Circle City Monthly Bike Ride OC CA October 10th, 2021
What: Vintage Bike Ride through historic neighborhoods and bike trails. We will stop at interesting locations and finish with a lunch stop. tag @Misterotis  to plan a route.😊
Theme: Bring A Friend!
When: Sunday OCT.10th, Meet at 10:00am and kickstands up at 10:30am Sharp. Every 2nd Sunday, every month.🥰
Where: Ride starts at the fountain in the middle of the traffic circle at Chapman and Glassell in the city of Orange.
Who: Anyone who can ride a bike. We ask for vintage or classic type bicycles only. Pace is slow and hills will be minimal.
Always a great time; come on out, let's Ride.
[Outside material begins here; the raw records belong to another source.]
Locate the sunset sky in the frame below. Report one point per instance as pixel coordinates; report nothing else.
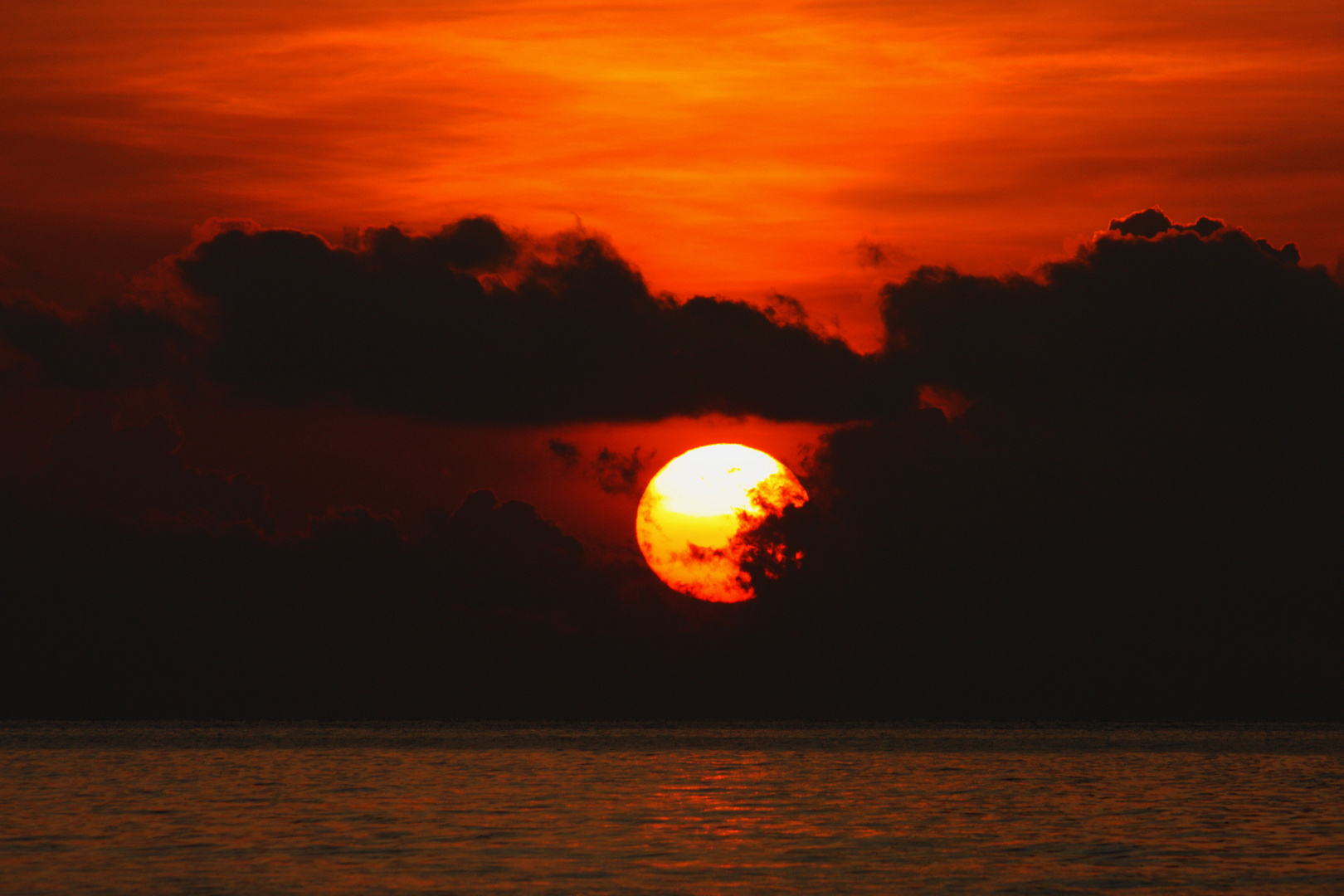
(802, 160)
(733, 149)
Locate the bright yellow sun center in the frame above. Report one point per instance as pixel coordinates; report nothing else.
(698, 504)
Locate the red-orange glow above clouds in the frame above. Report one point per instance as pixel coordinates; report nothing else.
(726, 148)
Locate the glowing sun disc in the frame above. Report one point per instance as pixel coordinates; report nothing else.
(698, 504)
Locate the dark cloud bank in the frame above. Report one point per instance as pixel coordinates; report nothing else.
(1120, 496)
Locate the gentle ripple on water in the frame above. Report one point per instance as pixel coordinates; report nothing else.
(425, 809)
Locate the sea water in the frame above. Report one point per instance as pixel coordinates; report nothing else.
(667, 809)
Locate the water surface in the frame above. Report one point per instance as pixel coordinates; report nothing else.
(433, 809)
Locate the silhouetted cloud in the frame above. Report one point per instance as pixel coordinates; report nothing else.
(617, 473)
(1120, 500)
(566, 453)
(1138, 505)
(470, 324)
(134, 470)
(879, 254)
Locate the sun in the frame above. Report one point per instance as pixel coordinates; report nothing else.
(695, 507)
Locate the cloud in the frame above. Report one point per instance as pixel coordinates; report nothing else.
(99, 465)
(1133, 508)
(470, 324)
(617, 473)
(1131, 317)
(566, 453)
(879, 254)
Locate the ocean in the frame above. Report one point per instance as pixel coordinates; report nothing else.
(670, 809)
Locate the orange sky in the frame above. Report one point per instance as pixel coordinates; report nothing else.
(724, 148)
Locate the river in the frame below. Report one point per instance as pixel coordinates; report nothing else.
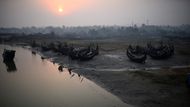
(30, 81)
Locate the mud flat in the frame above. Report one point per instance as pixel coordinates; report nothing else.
(153, 84)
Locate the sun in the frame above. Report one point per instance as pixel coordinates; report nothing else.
(60, 10)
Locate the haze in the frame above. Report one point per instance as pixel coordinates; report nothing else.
(21, 13)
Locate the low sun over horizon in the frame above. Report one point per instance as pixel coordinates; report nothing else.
(21, 13)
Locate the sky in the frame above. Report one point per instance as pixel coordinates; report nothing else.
(41, 13)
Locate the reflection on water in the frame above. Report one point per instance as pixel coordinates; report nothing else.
(39, 83)
(11, 67)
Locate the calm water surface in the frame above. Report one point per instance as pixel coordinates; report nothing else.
(30, 81)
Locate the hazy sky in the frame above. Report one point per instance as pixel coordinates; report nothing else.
(20, 13)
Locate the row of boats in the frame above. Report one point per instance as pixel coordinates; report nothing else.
(74, 53)
(139, 54)
(135, 53)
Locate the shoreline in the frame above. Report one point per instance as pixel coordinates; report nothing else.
(118, 83)
(146, 87)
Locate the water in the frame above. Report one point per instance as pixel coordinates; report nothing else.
(30, 81)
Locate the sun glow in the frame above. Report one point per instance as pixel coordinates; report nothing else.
(70, 6)
(60, 10)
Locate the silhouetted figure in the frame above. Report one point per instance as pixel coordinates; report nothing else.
(11, 67)
(72, 75)
(33, 52)
(60, 68)
(70, 69)
(78, 75)
(42, 57)
(81, 79)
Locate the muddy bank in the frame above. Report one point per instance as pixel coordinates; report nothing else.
(157, 83)
(164, 86)
(159, 88)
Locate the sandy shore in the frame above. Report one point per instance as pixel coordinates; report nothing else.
(153, 84)
(142, 87)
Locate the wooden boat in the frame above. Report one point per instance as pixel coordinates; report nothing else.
(8, 55)
(83, 54)
(89, 54)
(137, 54)
(160, 52)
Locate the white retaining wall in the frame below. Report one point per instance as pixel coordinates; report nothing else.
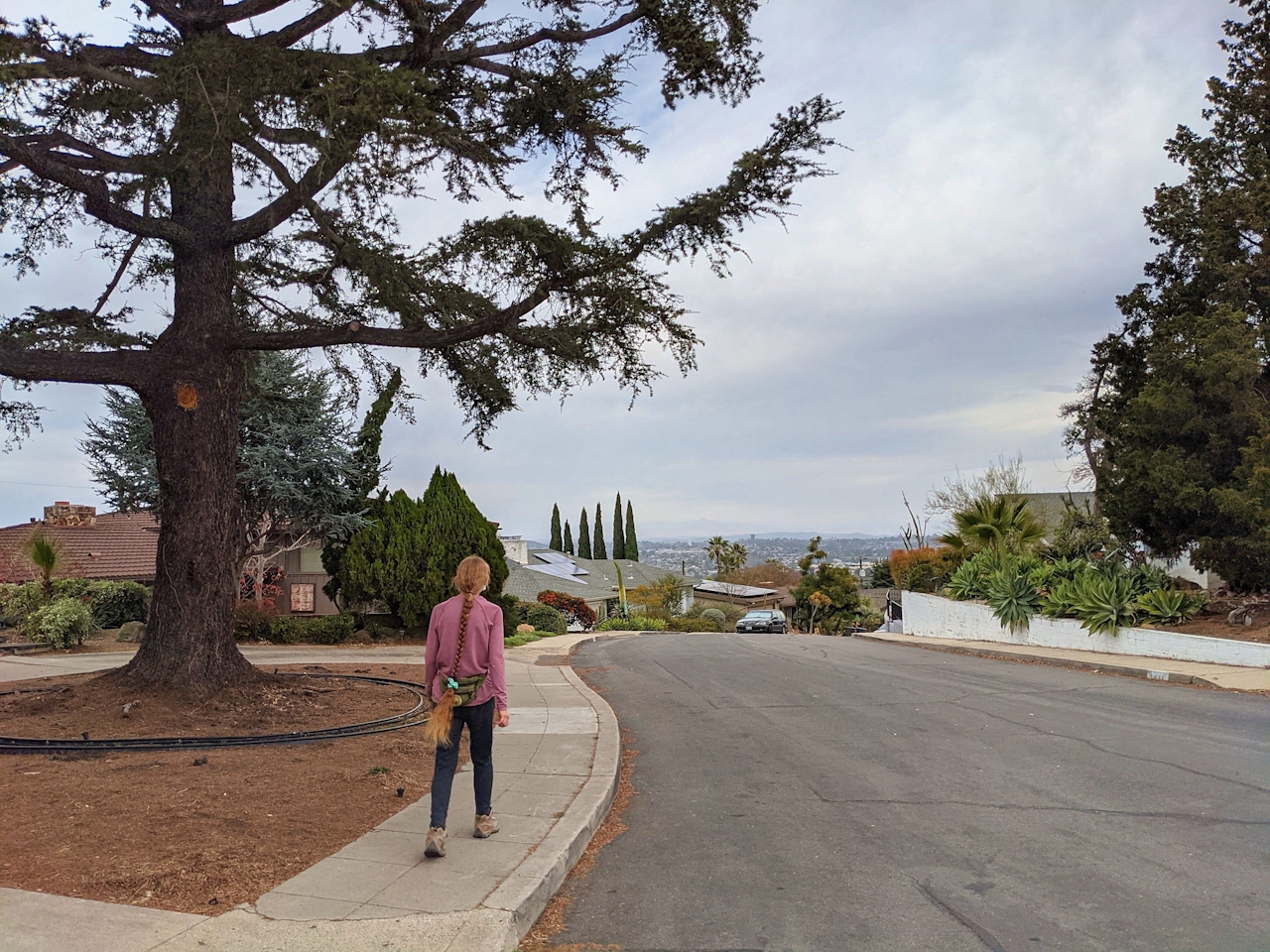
(939, 617)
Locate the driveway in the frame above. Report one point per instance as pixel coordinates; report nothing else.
(799, 792)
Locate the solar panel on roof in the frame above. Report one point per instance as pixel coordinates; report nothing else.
(562, 560)
(558, 571)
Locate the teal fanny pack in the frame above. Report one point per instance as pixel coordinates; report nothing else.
(465, 688)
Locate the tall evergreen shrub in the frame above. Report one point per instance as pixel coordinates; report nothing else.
(619, 530)
(631, 542)
(583, 536)
(597, 543)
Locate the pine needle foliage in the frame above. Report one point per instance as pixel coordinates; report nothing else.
(597, 540)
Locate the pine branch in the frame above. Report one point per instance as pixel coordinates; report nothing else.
(96, 194)
(426, 339)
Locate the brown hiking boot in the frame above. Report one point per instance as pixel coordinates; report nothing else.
(436, 843)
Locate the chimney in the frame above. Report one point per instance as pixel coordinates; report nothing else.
(66, 516)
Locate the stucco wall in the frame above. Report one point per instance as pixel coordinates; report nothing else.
(944, 619)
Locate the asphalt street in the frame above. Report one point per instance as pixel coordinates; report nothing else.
(798, 792)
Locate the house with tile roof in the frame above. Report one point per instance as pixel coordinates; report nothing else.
(594, 580)
(113, 546)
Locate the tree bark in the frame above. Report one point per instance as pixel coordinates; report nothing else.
(194, 404)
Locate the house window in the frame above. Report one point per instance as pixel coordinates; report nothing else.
(303, 598)
(310, 558)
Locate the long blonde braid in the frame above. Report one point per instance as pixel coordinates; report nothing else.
(468, 579)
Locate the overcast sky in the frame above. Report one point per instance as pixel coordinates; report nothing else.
(930, 307)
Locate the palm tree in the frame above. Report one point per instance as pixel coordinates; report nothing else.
(1001, 524)
(717, 548)
(46, 553)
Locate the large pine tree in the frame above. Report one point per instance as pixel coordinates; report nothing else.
(407, 558)
(248, 160)
(1174, 421)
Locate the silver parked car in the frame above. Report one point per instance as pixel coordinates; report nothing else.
(765, 620)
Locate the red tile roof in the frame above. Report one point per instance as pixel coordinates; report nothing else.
(121, 546)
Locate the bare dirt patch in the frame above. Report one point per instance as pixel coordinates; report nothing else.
(102, 707)
(157, 830)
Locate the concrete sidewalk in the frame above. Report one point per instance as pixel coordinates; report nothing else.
(1214, 675)
(556, 774)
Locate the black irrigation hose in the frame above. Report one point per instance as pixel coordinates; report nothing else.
(46, 746)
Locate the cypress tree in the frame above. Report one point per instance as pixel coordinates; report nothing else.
(619, 532)
(452, 530)
(583, 536)
(408, 557)
(384, 560)
(597, 542)
(557, 542)
(631, 542)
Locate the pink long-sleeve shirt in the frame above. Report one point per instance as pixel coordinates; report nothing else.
(483, 649)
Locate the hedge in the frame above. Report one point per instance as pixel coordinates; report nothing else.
(250, 624)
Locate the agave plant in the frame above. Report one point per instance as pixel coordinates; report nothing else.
(1060, 602)
(1103, 603)
(1169, 606)
(1014, 599)
(1001, 524)
(966, 583)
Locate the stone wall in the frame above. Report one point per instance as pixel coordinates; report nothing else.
(933, 616)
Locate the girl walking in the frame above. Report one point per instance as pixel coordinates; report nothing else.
(463, 669)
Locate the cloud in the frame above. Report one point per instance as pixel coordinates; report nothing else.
(929, 307)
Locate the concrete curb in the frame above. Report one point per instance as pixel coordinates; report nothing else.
(526, 892)
(1105, 666)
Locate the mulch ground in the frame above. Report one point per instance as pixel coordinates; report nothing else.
(158, 830)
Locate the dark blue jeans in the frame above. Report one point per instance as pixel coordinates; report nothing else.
(480, 737)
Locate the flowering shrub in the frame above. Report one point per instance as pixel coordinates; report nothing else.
(572, 608)
(924, 569)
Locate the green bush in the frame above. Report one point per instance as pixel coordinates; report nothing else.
(1103, 602)
(701, 624)
(17, 602)
(320, 630)
(1169, 606)
(544, 617)
(527, 638)
(1060, 602)
(63, 622)
(969, 581)
(636, 622)
(1012, 597)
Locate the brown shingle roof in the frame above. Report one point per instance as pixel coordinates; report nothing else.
(121, 546)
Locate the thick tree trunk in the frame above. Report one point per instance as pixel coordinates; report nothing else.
(194, 405)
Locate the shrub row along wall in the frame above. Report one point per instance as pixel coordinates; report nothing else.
(933, 616)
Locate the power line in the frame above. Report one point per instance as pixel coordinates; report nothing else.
(51, 485)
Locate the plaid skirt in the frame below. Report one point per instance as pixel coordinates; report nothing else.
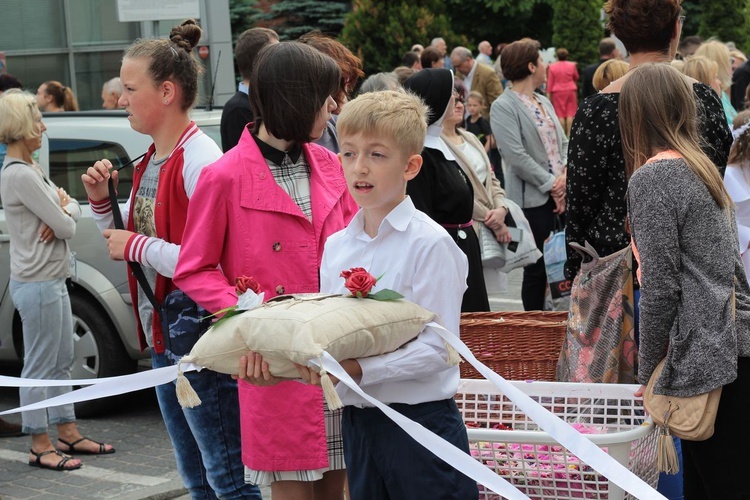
(335, 444)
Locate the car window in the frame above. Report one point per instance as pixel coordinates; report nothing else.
(69, 159)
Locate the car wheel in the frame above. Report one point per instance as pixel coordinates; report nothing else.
(98, 350)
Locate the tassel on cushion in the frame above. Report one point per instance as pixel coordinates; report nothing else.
(186, 395)
(453, 357)
(329, 392)
(666, 452)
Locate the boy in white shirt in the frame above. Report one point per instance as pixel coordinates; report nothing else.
(381, 135)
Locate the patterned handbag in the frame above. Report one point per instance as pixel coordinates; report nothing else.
(599, 343)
Pic by Marty @cyclingday Circle City September 2021


----------



## tripple3 (Oct 4, 2021)

Bump this up for 
This Sunday's Ride at the 
Circle in Orange at 10AM
Come on out; Bring a Friend!


----------



## HBSyncro (Oct 8, 2021)

I'm gonna miss it again!  Turns out I am really busy on Sundays.  Gonna go check out CicLAvia dtla, which doesn't happen very often.


----------



## tripple3 (Oct 9, 2021)

Tomorrow, Second Sunday, 10/10 at 10-ish


tripple3 said:


> @63caddy  @downhorse @Velocipedist Co.  @kevin x  @markivpedalpusher  @OC54  @oddball  @Rusty72  @lounging  @Shellygasser  @Handle Bar Hoarder @Rat Rod  @John  @schwinnja  @cyclonecoaster.com  @rcole45  @mrg  @cyclingday  @rustjunkie  @Schwinn499  @ssum2  @hm.  @birdzgarage  @Robertriley  @Joe Buffardi @Rayzway310 @Goatroper  @Dawalt  @eddie_bravo  @Fltwd57 @rustystone2112  @srfndoc  @SoBayRon  @whizzer1 @WESTCOASTRIDERS @Misterotis  @Bajaway  @Oilit @Balloonoob @Jimmy V
> @sorryididnttag


----------



## fordmike65 (Oct 10, 2021)

All loaded up! See you there!


----------



## tripple3 (Oct 10, 2021)

Great to see you Mike and lovely Louisa;
and the great bikes you loaded up for the trip/RIDE!🤩
Pics from today:























Thanks @Misterotis for a fun route through Orange; great pace!😎
Thanks for making the trip; great to see everyone and their bikes.
See you next month, November 14th🥰


----------



## cyclingday (Oct 10, 2021)




----------



## tripple3 (Oct 11, 2021)

Wow! check out Sunday's ride by Q.C.





Thanks for all the time and talent put into that!


----------



## cyclingday (Oct 11, 2021)

Wow!
That was great!
Thanks, QC!


----------



## GTs58 (Oct 11, 2021)

Excellent video!! 🤩


----------



## bicycle larry (Oct 12, 2021)

WOW, NICE VIDEO


----------



## Misterotis (Oct 16, 2021)

Awesome video


----------